Hot Report: OLR Backgrounder: Toll Roads and Public-Private Partnerships

OLR Report 2013-R-0394 briefly summarizes a (1) September 2013 study recommending that states use all-electronic tolling to finance reconstruction of their aging interstate highways, and (2) critique of that report's suggestion that private-public partnerships play a role in the tolling.

For more than a half century, highway and bridge repairs have been funded primarily through state and federal motor fuel taxes. But, as inflation and the introduction of increasingly fuel-efficient vehicles erode fuel tax revenue, transportation officials have begun looking at other ways to maintain and repair the country's aging infrastructure.

One option to finance highway infrastructure is to switch from taxing the amount of fuel peop
le consume to charging them for each mile they drive. But doing so poses many challenges.
A September 2013 Reason Foundation study proposes all-electronic tolling of the nation's interstate highways as a way to meet these challenges and start weaning the nation off fuel taxes. “America needs a second-generation interstate highway system,” study author Robert Poole wrote. “The 20th-century fuel tax system is inadequate for this trillion dollar task.”

Poole said that tolls of 3.5¢ per mile for cars, SUVs, and pickup trucks and 14¢ per mile for larger trucks could meet 99% of the $983 billion he estimated it would cost to rebuild all and widen some of the country's interstate highways.

Such major construction projects, Poole noted, would be good candidates for public-private partnerships, or P3s, in which a private company would pay a state for the right to improve and operate a highway and set and collect tolls on it.

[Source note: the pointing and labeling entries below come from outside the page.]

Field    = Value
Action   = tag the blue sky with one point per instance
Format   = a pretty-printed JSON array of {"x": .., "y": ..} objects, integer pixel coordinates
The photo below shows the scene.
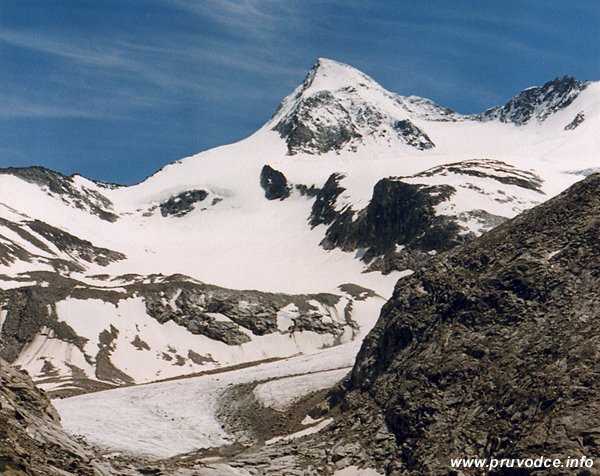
[{"x": 115, "y": 89}]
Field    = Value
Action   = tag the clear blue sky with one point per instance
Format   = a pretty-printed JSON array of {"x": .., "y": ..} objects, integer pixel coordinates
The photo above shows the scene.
[{"x": 115, "y": 89}]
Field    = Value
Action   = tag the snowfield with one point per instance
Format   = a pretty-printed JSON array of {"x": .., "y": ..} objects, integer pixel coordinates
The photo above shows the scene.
[{"x": 168, "y": 418}]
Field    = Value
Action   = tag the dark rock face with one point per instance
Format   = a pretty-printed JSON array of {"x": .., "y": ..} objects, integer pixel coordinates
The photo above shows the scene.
[
  {"x": 64, "y": 187},
  {"x": 75, "y": 247},
  {"x": 412, "y": 135},
  {"x": 180, "y": 205},
  {"x": 537, "y": 102},
  {"x": 31, "y": 439},
  {"x": 398, "y": 213},
  {"x": 274, "y": 184},
  {"x": 196, "y": 305},
  {"x": 577, "y": 120},
  {"x": 491, "y": 350},
  {"x": 28, "y": 311},
  {"x": 304, "y": 132},
  {"x": 344, "y": 117},
  {"x": 489, "y": 169},
  {"x": 323, "y": 210}
]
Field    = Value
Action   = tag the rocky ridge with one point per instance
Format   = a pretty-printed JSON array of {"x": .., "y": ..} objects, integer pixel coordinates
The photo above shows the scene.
[
  {"x": 32, "y": 443},
  {"x": 491, "y": 350}
]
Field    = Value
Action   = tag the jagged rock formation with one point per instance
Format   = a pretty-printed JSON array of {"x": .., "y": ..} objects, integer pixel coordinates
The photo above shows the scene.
[
  {"x": 538, "y": 102},
  {"x": 274, "y": 184},
  {"x": 338, "y": 108},
  {"x": 183, "y": 203},
  {"x": 32, "y": 443},
  {"x": 51, "y": 314},
  {"x": 410, "y": 218},
  {"x": 490, "y": 351},
  {"x": 82, "y": 194}
]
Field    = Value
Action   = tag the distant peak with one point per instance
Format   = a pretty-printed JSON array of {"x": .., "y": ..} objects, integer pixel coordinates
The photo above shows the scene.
[
  {"x": 538, "y": 102},
  {"x": 330, "y": 75}
]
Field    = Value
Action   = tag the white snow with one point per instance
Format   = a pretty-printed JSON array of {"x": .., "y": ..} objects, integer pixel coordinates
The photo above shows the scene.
[
  {"x": 178, "y": 416},
  {"x": 299, "y": 434},
  {"x": 356, "y": 471},
  {"x": 282, "y": 393}
]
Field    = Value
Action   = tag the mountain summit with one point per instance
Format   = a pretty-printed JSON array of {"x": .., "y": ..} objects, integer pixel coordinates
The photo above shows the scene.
[
  {"x": 105, "y": 285},
  {"x": 338, "y": 107}
]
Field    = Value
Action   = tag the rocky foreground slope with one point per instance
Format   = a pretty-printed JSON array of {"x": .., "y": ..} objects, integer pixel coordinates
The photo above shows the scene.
[
  {"x": 31, "y": 439},
  {"x": 493, "y": 350}
]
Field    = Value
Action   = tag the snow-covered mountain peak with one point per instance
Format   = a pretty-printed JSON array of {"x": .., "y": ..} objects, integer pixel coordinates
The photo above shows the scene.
[
  {"x": 338, "y": 108},
  {"x": 538, "y": 102},
  {"x": 330, "y": 75}
]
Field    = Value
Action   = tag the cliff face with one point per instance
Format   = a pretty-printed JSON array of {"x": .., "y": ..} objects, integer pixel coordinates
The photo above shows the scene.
[
  {"x": 31, "y": 439},
  {"x": 493, "y": 350}
]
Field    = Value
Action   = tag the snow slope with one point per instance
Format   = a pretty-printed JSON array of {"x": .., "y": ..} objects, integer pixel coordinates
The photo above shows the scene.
[
  {"x": 180, "y": 416},
  {"x": 207, "y": 217}
]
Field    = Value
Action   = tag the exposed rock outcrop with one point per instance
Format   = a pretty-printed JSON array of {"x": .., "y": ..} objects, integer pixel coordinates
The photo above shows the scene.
[
  {"x": 183, "y": 203},
  {"x": 537, "y": 102},
  {"x": 32, "y": 443},
  {"x": 274, "y": 184},
  {"x": 490, "y": 351}
]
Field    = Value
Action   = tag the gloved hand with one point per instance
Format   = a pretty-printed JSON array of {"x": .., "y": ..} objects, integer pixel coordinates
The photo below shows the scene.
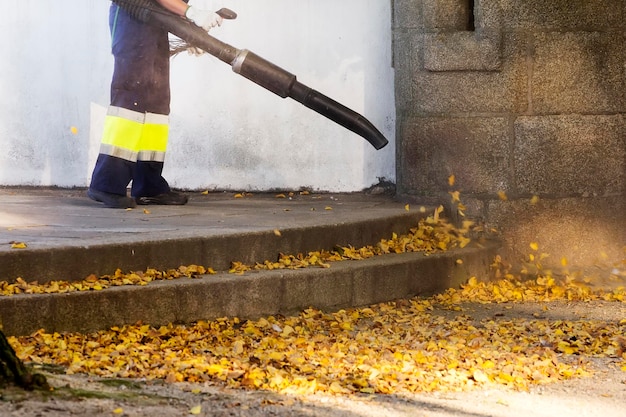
[{"x": 207, "y": 20}]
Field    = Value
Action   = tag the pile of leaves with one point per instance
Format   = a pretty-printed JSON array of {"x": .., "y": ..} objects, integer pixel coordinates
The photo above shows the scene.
[
  {"x": 398, "y": 347},
  {"x": 432, "y": 234}
]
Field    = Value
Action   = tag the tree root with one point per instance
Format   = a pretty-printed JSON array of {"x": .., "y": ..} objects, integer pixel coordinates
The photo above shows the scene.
[{"x": 13, "y": 370}]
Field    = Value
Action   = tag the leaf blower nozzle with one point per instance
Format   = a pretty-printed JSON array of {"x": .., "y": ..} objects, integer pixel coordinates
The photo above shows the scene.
[{"x": 255, "y": 68}]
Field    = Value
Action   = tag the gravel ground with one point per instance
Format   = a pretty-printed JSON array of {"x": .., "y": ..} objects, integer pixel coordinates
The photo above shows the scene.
[{"x": 602, "y": 394}]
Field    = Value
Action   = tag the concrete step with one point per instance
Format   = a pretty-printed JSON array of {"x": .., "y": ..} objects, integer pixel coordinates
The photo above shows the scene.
[{"x": 68, "y": 237}]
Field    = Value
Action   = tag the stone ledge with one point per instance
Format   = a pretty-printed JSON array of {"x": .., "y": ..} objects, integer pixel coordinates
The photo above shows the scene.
[{"x": 255, "y": 294}]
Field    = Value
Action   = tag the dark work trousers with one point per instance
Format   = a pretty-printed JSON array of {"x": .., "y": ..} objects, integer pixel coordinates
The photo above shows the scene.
[{"x": 140, "y": 84}]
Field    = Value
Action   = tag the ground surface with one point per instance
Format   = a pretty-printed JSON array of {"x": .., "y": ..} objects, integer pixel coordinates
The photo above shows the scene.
[{"x": 601, "y": 394}]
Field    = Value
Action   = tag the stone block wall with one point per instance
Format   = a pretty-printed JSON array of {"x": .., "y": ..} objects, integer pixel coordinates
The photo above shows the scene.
[{"x": 517, "y": 99}]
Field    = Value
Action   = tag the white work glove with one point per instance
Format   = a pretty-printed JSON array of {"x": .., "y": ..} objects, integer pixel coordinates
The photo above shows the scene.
[{"x": 207, "y": 20}]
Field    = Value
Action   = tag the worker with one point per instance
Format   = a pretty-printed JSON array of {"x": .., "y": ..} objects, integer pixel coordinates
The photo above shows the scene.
[{"x": 136, "y": 126}]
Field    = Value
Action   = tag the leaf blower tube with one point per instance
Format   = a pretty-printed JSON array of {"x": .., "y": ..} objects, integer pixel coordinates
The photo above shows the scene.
[{"x": 254, "y": 68}]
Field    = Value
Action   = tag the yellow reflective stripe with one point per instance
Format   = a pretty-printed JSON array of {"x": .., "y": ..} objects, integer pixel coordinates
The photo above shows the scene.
[
  {"x": 151, "y": 156},
  {"x": 131, "y": 135},
  {"x": 122, "y": 133},
  {"x": 154, "y": 138},
  {"x": 122, "y": 153}
]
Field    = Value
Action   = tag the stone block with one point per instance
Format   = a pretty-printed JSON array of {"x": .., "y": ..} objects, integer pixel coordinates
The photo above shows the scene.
[
  {"x": 584, "y": 231},
  {"x": 475, "y": 150},
  {"x": 560, "y": 15},
  {"x": 570, "y": 155},
  {"x": 577, "y": 73},
  {"x": 453, "y": 92},
  {"x": 462, "y": 51},
  {"x": 407, "y": 14},
  {"x": 446, "y": 15}
]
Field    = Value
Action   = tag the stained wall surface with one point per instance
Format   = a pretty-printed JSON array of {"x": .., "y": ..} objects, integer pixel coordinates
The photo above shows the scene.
[
  {"x": 226, "y": 132},
  {"x": 523, "y": 103}
]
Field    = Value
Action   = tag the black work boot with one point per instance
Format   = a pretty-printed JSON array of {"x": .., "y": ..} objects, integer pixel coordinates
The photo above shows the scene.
[{"x": 169, "y": 198}]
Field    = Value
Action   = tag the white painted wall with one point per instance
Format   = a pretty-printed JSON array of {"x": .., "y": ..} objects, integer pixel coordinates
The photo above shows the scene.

These agreements benefit the public by allowing construction or improvement of new highways without using public money, and transferring construction risks, such as rising costs and construction delays, to the private partner, he said.

But the Reason Foundation's reasoning on this point has been challenged. Penn State University law professor Ellen Dannin, writing in response to the study, warns that P3s as currently structured are not the answer, and proposes certain safeguards to redress what she says is an unfair tilt in favor of the private sector. “The reality of infrastructure privatization is unequal power and information,” she wrote.

Dannin listed several possible drawbacks of P3 privatization, including a lack of public accountability and contract provisions that she said are contrary to the public interest.